- Directed by: Kumar Govind
- Written by: Kumar Govind
- Produced by: Kumar Govind
- Starring: Rajvardhan; Kumar Govind; Thamanna; Bhakthi; Divya Gowda;
- Cinematography: A C Mahendar
- Edited by: Harish G
- Music by: M Fazil
- Production company: Kumar Govind Films
- Release date: 14 March 2015;
- Country: India
- Language: Kannada

= Master Mind (2015 film) =

2015 Indian film in Kannada language

Master Mind is a 2015 Indian Kannada-language film written, produced, and directed by Kumar Govind. The film stars Rajvardhan, Kumar Govind, Thamanna Pasha, Divya Gowda, and Bhakthi.
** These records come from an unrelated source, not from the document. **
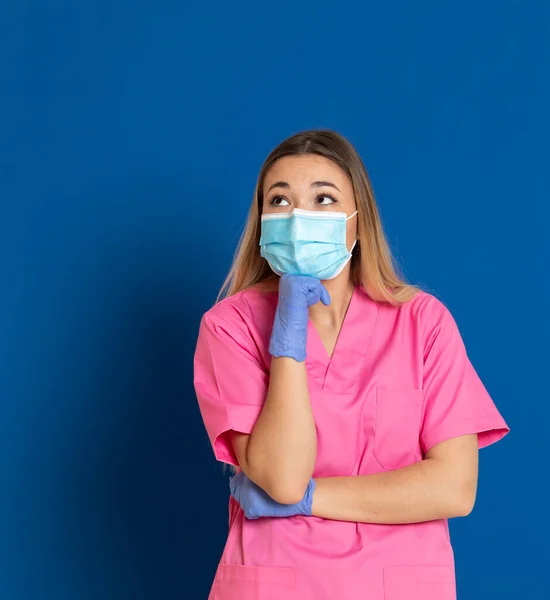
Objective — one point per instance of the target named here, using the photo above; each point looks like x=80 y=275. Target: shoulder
x=427 y=311
x=243 y=310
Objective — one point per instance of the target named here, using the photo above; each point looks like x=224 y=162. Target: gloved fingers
x=235 y=484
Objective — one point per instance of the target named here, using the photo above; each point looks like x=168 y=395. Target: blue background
x=131 y=134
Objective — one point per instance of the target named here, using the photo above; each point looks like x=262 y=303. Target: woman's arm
x=443 y=485
x=279 y=454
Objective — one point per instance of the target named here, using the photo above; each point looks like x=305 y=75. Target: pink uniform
x=399 y=382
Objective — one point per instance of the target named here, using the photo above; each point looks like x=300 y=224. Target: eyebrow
x=285 y=185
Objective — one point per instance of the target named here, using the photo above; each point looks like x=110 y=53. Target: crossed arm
x=279 y=456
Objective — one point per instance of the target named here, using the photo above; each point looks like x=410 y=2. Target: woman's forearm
x=424 y=491
x=282 y=448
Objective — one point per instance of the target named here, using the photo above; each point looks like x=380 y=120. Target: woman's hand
x=296 y=294
x=256 y=503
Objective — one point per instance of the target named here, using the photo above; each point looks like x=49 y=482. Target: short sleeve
x=230 y=383
x=455 y=400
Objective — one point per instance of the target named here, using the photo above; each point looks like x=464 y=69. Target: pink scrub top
x=399 y=382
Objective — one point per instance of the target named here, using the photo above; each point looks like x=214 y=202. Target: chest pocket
x=397 y=426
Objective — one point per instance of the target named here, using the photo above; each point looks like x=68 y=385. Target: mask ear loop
x=355 y=242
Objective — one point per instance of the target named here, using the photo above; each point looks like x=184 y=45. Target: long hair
x=372 y=265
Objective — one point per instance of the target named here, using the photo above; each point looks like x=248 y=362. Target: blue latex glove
x=256 y=503
x=296 y=294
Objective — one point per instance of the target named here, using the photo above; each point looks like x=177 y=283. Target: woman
x=349 y=407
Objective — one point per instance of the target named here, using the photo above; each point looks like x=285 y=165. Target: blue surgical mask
x=306 y=242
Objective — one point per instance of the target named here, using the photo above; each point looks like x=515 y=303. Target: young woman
x=344 y=397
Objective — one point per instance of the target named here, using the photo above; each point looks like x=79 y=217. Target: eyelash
x=334 y=201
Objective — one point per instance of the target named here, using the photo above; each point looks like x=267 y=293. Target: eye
x=325 y=199
x=278 y=201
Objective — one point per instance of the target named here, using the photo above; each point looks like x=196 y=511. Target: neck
x=340 y=290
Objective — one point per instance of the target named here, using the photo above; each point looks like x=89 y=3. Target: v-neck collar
x=341 y=372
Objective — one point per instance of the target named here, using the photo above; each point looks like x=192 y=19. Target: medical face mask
x=305 y=242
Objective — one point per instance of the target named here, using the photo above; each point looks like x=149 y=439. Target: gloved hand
x=256 y=503
x=296 y=294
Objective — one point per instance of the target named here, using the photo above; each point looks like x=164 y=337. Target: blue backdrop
x=131 y=134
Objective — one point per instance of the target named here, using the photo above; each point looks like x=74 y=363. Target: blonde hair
x=372 y=265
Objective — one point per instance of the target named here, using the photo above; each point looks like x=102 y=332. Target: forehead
x=303 y=169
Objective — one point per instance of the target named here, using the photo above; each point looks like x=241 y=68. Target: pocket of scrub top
x=425 y=582
x=236 y=582
x=397 y=426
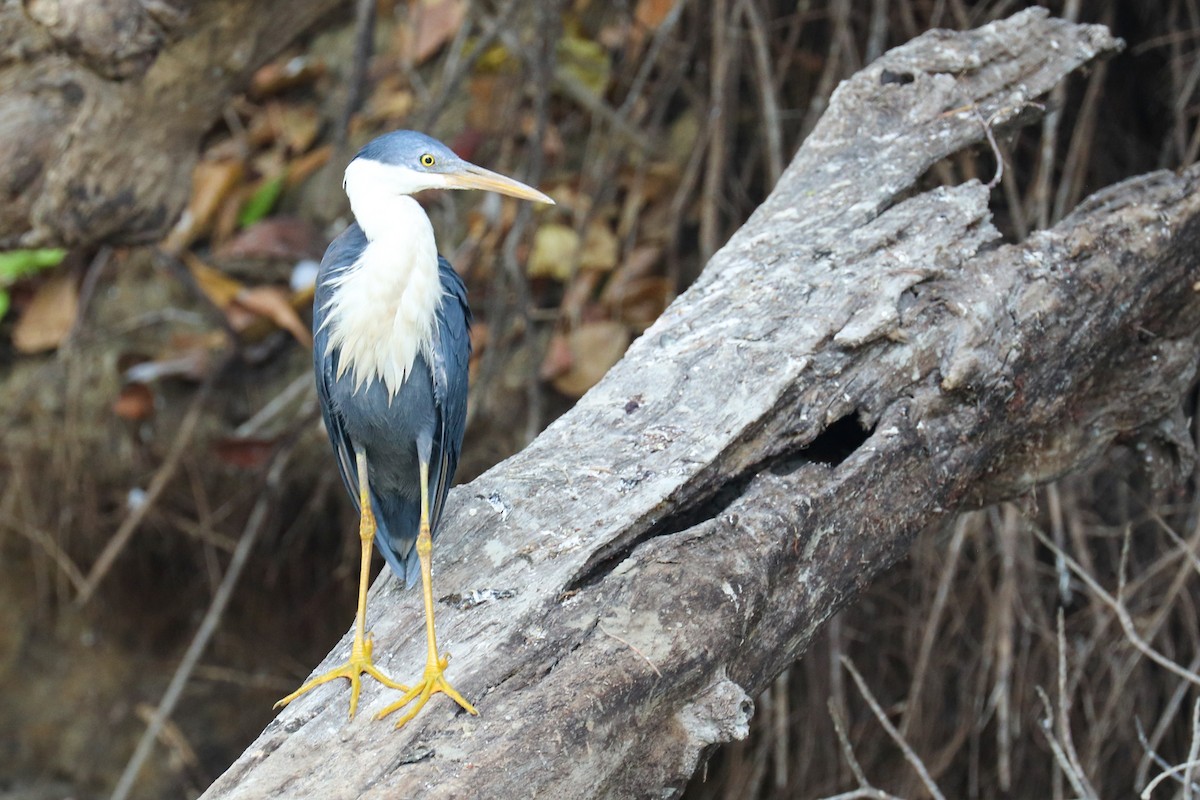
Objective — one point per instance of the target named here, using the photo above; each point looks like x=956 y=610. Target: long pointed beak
x=472 y=176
The film is inspired by the Korean film Oldboy (2003).

== Cast ==
- Rajvardhan as Raj
- Kumar Govind as Mahesh
- Thamanna Pasha as Seema
- Divya Gowda as Madhu
- Bhakthi as Anu
- Bullet Prakash

==Production==
The film marked the return of Thamanna Pasha, who previously acted in Swayam Krushi (2011). She plays a taxi driver in the film. The film was shot in Thailand.

==Reception==
GS Kumar of The Times of India  gave the film a rating of 3/5 and wrote "Rajavardhan is impressive as the formidable Raj. Tamanna Pasha’s brilliant portrayal of the taxi driver makes her stand out. Divya Gowda and Kumar Govind play their parts with ease. Music by M Fazil is average". Shyam Prasad S of Bangalore Mirror  gave the film a rating of 1/5 and wrote "Apart from Raj Vardhan’s unappetising performance, Tamanna’s Kannada, which gives Pooja Gandhi a run for her money, has to be endured. Only ‘Bullet ‘Prakash manages to act in the entire film". Sify.com wrote "M Fazil seems to have scored the film for the heck of it, nothing special about it. Unfortunately there is not even a single element that can draw audience to theatres! The movie is a total waste of time and can be avoided even if it is played on TV, in near future!" SV from  Deccan Herald wrote "Suffice to say Master Mind may not be masterly but much, much better than the weekly tripe dished out at theatres". A Sharadhaa from  The New Indian Express wrote "Master Mind fails on several counts and mostly it fails the audience and their faith in the actor-director who had the courage to introduce a new face — Raj Vardhan — in an otherwise big-budget film. This turned to be a poor choice as the actor cannot act, run, dance, deliver dialogues and  nor does he have the ability to emote. The film’s tagline - "The Game of Death", is ominous as it alludes to its own death knell at the box office".